With respect to the question of “council houses,” Du Maurier, again, does provide a description to accompany her references to such domiciles. It can be suggested, however, that she uses council houses to represent the more foolish nature of much of the region’s populace. Nat is the perceptive, rational facilitator; he is surrounded, however, by disbelieving idiots whose shared characteristic is that they reside in newer houses than the old, well-built farmhouse in which Nat and his family reside. The first such reference to council houses occurs within the context of town folk ridiculing Nat for his vigilance in confronting this growing threat to humanity. Responding to his daughter, Jill’s friends, and explaining the skepticism and naivete of the people laughing at him for being armed with a farm implement, Nat considers these people’s natures:
“What’s the hoe for, Dad?”
"They crowded around him, laughing, pointing.

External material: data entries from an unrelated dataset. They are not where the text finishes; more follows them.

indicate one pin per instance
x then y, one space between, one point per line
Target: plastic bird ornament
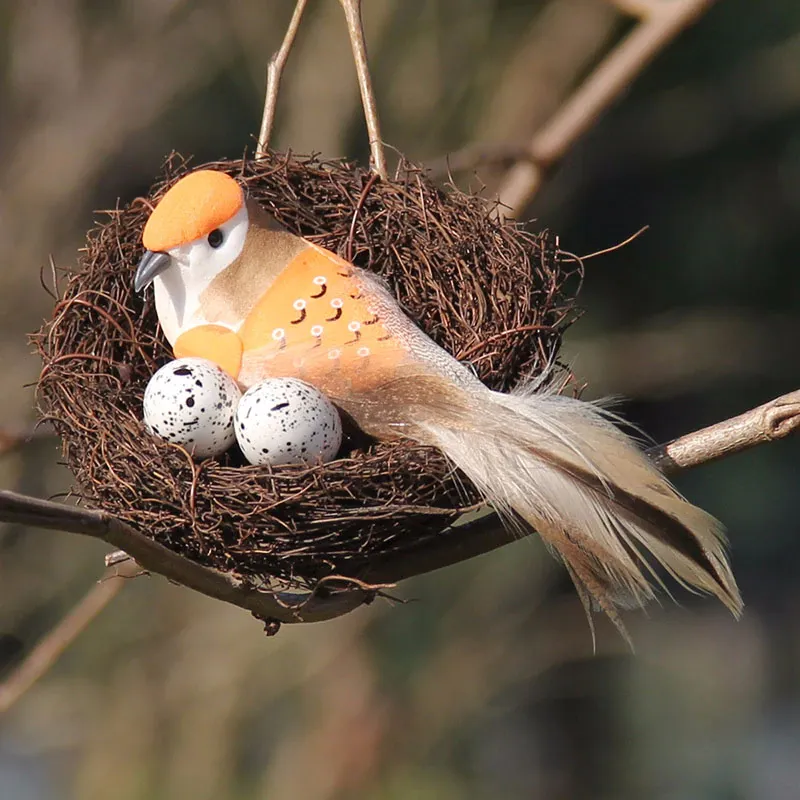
264 303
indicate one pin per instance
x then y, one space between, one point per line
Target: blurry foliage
485 685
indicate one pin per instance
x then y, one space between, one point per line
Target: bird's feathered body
282 306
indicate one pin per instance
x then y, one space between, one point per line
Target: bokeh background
486 685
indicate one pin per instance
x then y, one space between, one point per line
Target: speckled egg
287 421
191 402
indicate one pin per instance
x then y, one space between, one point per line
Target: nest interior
490 293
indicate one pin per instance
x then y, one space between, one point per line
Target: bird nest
493 295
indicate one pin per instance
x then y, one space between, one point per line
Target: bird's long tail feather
560 466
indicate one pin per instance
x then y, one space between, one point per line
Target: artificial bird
262 303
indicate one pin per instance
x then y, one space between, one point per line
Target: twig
659 26
154 557
774 420
48 650
352 12
11 440
274 73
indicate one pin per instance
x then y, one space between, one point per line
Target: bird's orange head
194 207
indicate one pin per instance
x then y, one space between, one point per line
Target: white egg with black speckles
287 421
191 402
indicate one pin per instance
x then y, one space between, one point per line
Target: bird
232 286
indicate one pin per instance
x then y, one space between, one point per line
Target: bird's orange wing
320 322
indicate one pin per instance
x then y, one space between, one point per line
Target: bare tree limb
154 557
355 28
50 648
661 23
11 440
774 420
274 73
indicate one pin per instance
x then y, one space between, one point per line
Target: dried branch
352 12
11 440
661 22
154 557
50 648
274 73
774 420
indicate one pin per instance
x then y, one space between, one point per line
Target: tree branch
50 648
274 73
661 22
463 540
352 12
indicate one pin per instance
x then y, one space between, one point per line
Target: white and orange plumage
262 303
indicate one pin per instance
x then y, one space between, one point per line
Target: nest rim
297 524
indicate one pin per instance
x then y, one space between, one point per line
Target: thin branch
274 73
50 648
774 420
11 441
355 28
154 557
663 22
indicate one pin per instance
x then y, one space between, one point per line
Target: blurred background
486 685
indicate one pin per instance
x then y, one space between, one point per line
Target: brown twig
48 650
14 440
274 73
154 557
774 420
661 23
352 12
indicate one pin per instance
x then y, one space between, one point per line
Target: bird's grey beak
152 264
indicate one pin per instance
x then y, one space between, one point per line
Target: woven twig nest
488 292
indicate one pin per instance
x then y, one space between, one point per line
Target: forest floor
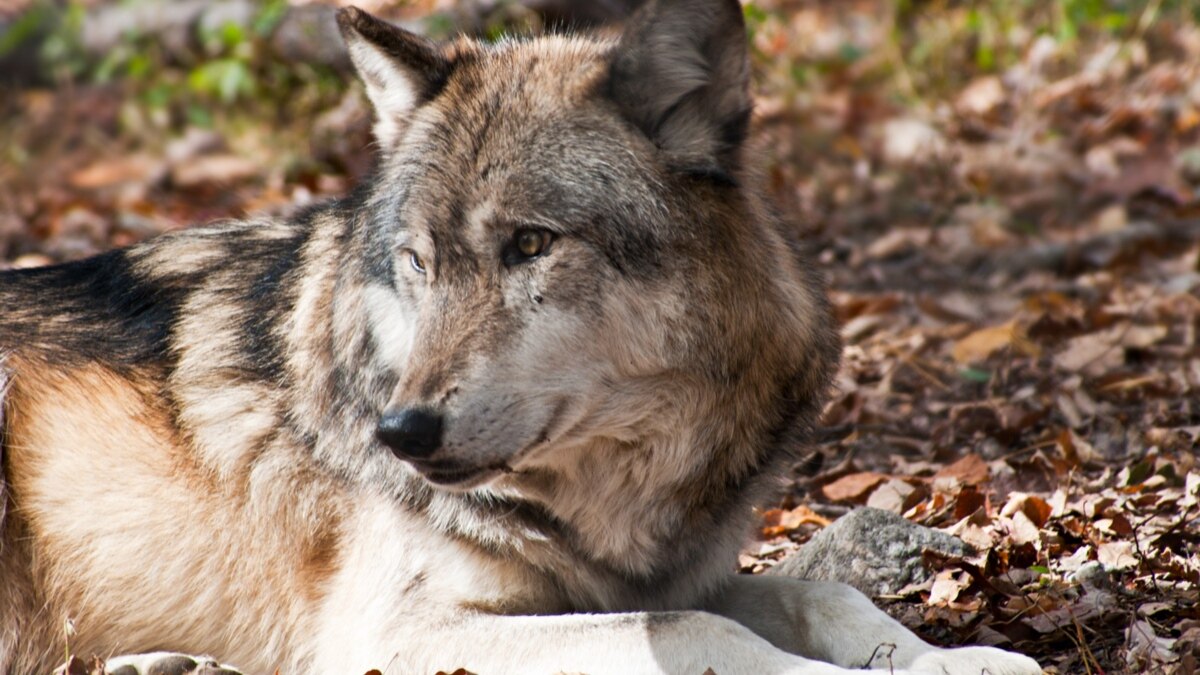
1005 199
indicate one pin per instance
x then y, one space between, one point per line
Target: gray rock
874 550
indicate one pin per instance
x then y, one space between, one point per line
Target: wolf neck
669 507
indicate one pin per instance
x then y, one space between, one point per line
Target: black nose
411 432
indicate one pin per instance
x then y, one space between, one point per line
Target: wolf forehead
527 125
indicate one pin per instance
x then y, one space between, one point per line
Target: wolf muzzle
411 432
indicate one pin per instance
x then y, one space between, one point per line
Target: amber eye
415 261
531 243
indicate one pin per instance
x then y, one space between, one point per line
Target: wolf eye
527 244
415 261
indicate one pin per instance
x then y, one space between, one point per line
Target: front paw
166 663
975 661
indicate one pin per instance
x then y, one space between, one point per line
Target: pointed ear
682 73
401 70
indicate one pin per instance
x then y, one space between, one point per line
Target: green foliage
233 70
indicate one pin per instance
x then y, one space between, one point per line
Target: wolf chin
505 407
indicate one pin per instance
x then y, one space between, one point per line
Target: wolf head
564 248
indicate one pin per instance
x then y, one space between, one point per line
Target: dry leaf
1116 555
970 470
853 488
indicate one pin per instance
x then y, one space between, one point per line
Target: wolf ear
682 75
401 70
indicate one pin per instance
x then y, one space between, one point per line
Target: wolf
505 407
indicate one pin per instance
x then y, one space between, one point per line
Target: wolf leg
166 663
671 643
835 622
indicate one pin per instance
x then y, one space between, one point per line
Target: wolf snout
411 432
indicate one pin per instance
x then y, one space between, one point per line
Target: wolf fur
565 268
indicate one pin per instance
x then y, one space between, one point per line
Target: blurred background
1005 196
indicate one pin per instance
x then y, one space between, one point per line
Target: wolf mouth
455 475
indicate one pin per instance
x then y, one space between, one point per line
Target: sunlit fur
190 460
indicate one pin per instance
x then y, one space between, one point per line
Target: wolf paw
975 661
166 663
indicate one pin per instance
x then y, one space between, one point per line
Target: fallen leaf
855 487
987 341
971 470
1116 555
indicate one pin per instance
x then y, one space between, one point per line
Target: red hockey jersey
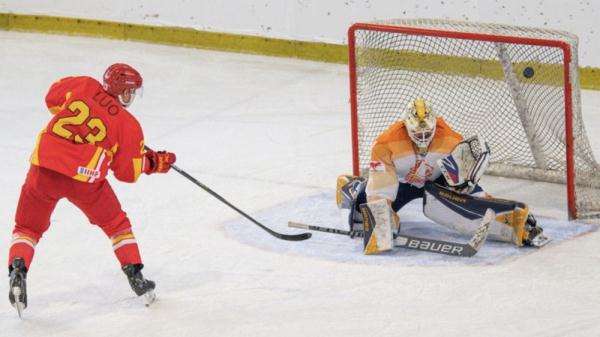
90 133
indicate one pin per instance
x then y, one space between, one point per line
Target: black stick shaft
294 237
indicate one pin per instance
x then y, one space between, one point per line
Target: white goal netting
517 87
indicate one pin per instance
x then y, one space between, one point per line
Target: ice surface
270 135
320 210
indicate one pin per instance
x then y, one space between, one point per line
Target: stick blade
295 237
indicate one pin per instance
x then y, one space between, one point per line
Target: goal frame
567 57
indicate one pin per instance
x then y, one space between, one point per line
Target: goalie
422 157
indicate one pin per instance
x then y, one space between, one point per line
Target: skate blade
20 306
540 241
149 298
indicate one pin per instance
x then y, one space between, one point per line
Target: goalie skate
536 237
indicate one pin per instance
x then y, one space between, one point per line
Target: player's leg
39 195
100 204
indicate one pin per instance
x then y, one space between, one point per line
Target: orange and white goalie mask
420 123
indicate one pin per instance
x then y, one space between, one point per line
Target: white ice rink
271 135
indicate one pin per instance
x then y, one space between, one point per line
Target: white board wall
327 20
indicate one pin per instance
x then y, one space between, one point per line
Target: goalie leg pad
462 213
348 189
378 222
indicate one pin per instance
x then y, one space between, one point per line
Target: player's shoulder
78 80
394 133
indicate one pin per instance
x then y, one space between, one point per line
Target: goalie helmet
420 123
122 81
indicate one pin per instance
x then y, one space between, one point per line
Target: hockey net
517 87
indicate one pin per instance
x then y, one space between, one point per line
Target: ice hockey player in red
421 156
90 133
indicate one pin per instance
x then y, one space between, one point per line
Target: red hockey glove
158 162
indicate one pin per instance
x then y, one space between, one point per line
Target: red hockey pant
42 190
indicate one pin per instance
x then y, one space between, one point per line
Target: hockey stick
429 245
287 237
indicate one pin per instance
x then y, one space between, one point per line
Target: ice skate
17 285
140 285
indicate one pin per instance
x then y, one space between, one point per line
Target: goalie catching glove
463 168
158 162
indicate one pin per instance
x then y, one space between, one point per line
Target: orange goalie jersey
89 133
394 159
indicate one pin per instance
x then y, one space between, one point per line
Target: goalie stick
429 245
287 237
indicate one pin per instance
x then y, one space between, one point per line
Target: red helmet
119 77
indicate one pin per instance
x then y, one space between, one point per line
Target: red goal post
517 68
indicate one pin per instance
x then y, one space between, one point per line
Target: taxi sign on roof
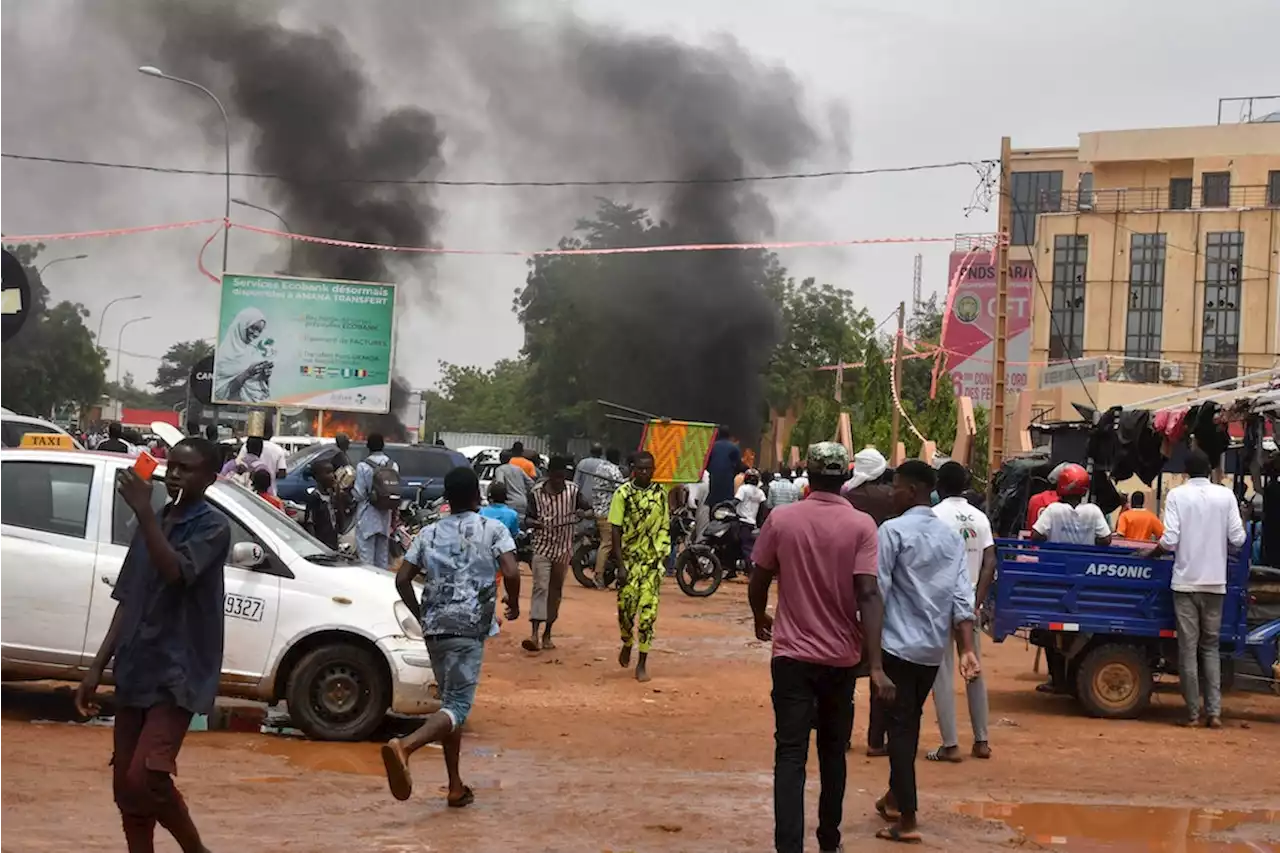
48 441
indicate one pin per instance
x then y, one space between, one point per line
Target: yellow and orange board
680 448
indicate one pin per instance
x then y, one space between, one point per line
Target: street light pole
266 210
58 260
151 71
119 342
101 316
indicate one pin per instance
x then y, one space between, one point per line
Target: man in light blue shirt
373 524
460 559
928 601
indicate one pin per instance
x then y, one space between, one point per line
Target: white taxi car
304 623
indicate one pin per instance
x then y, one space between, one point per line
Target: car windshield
424 461
304 455
241 501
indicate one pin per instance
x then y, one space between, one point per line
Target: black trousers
903 723
800 690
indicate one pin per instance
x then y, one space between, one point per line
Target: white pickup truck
304 624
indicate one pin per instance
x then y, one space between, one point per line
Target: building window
1216 190
1146 311
1220 347
1066 314
1084 192
1179 194
1033 192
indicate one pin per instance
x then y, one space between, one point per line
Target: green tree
476 400
174 370
53 360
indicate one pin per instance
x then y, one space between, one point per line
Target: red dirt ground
568 753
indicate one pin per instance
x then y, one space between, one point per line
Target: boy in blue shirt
499 511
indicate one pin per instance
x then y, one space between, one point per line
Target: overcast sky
940 82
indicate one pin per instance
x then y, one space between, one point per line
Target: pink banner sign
972 327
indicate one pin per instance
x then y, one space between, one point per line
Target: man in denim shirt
458 557
167 639
928 602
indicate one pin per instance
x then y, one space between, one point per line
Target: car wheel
338 692
1114 682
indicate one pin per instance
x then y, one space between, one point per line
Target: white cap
869 465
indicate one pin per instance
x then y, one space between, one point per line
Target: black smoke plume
689 333
312 118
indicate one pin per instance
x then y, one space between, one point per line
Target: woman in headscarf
241 372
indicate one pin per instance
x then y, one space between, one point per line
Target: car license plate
243 607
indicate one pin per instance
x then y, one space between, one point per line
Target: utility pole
996 434
897 378
918 286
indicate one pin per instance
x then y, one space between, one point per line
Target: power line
442 182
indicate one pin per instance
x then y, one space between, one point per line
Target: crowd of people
881 574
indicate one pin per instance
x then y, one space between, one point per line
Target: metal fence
1168 372
1159 199
577 447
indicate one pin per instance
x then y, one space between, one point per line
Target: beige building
1156 247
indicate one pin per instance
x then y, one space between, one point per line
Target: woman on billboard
242 370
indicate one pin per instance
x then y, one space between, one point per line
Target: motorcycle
702 565
586 546
414 516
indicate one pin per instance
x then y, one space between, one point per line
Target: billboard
970 328
302 342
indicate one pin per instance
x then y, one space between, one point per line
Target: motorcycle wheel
584 566
699 571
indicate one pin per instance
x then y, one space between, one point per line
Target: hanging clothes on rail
1138 447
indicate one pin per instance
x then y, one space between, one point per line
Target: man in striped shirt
554 509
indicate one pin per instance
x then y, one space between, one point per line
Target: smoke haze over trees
393 90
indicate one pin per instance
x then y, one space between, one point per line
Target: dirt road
568 753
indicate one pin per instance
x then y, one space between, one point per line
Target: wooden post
996 434
897 374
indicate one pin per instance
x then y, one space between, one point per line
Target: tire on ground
1114 682
686 566
338 692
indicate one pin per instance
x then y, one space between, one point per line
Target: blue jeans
456 662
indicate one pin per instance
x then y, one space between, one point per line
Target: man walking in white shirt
979 548
1202 520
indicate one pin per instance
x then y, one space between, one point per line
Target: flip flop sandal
936 755
466 799
397 772
895 834
888 815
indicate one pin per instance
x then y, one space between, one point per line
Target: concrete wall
1147 159
1107 279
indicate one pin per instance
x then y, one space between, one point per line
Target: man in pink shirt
823 553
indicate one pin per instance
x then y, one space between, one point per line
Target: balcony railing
1152 199
1164 372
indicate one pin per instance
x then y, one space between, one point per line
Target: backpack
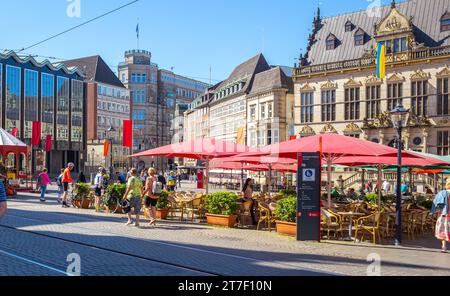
157 188
59 181
105 182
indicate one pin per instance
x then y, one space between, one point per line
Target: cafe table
350 216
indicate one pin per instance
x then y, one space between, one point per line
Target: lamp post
399 118
111 130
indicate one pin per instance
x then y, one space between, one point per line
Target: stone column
425 135
406 138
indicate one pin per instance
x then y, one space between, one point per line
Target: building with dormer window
336 89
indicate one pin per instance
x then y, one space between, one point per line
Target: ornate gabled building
336 89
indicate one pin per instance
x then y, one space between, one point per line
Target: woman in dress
441 206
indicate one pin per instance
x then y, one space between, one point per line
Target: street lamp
111 130
399 117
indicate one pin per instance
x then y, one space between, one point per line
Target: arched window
360 37
445 22
331 42
348 26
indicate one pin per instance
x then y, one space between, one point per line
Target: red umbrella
258 160
420 161
205 149
333 145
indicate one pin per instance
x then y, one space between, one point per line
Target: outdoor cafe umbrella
331 146
201 149
271 164
419 161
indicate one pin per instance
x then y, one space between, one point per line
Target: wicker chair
331 222
265 216
371 225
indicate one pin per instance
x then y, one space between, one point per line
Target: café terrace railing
413 55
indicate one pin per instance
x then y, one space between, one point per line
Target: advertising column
309 197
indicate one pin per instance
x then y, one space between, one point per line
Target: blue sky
189 35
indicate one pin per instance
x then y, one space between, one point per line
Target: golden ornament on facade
329 85
396 78
373 79
352 128
445 72
328 129
419 74
352 83
307 88
307 131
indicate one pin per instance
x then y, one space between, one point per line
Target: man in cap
67 178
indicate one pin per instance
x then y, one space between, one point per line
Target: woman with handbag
133 195
151 194
441 206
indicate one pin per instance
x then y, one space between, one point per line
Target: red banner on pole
14 132
36 137
48 143
106 148
128 133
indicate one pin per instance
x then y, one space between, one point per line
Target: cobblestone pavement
47 233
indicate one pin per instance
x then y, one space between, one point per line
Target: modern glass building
32 90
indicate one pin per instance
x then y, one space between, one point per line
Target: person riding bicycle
66 180
98 185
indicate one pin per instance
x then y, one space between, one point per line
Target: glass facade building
51 94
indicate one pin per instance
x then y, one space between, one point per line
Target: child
60 186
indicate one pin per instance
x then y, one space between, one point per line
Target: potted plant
287 214
113 196
83 196
221 209
162 208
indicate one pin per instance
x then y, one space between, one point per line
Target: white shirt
98 180
386 186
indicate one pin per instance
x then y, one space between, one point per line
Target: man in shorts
98 184
67 179
3 204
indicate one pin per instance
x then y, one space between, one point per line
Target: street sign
309 195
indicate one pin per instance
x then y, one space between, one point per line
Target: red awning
420 161
333 145
199 149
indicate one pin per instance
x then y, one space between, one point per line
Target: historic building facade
52 94
254 106
107 105
336 89
155 94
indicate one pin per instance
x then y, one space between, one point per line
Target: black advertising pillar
308 195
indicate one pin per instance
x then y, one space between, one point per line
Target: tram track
38 262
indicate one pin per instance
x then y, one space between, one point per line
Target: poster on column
308 195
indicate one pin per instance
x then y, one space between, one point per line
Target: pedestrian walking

“I just brought it along,” he said. “Come on now, let’s get home. It’s cold, no hanging about. Here, you. I’ll watch you across the fields, see how fast you can run.”
"He was speaking to Jill’s companions, who came from different families, living in the council houses."
Next, with the birds relentlessly attacking, trying any way they can to enter the farmhouse in which Nat and his family are taking refuge, this solitary voice of reason considers his good fortune with respect to his home relative to that of the naysayers living in newer, more modern abodes:
“He thanked God he had one of the old cottages, with small windows, stout walls. Not like the new council houses. Heaven help them up the lane in the new council houses.”
And, finally, late in the story, Nat is watching large assemblies of birds that are, seemingly inexplicably, not attacking:
“Then he remembered. They were gorged with food. They had eaten their fill during the night. That was why they did not move this morning. . . .
“No smoke came from the chimneys of the council houses. He thought of the children who had run across the fields the night before.”
Du Maurier is suggesting that the families who lived in these newer “council houses” were the first to be killed by the marauding birds because they were built to more modern specifications that emphasized ease of access and visibility of the outside world. The council houses represent man’s obliviousness to the threats that confront him. If Du Maurier did, in fact, write The Birds as a parable about the threat of Soviet invasion and of communism, than the council houses represent those blind and oblivious to those threats.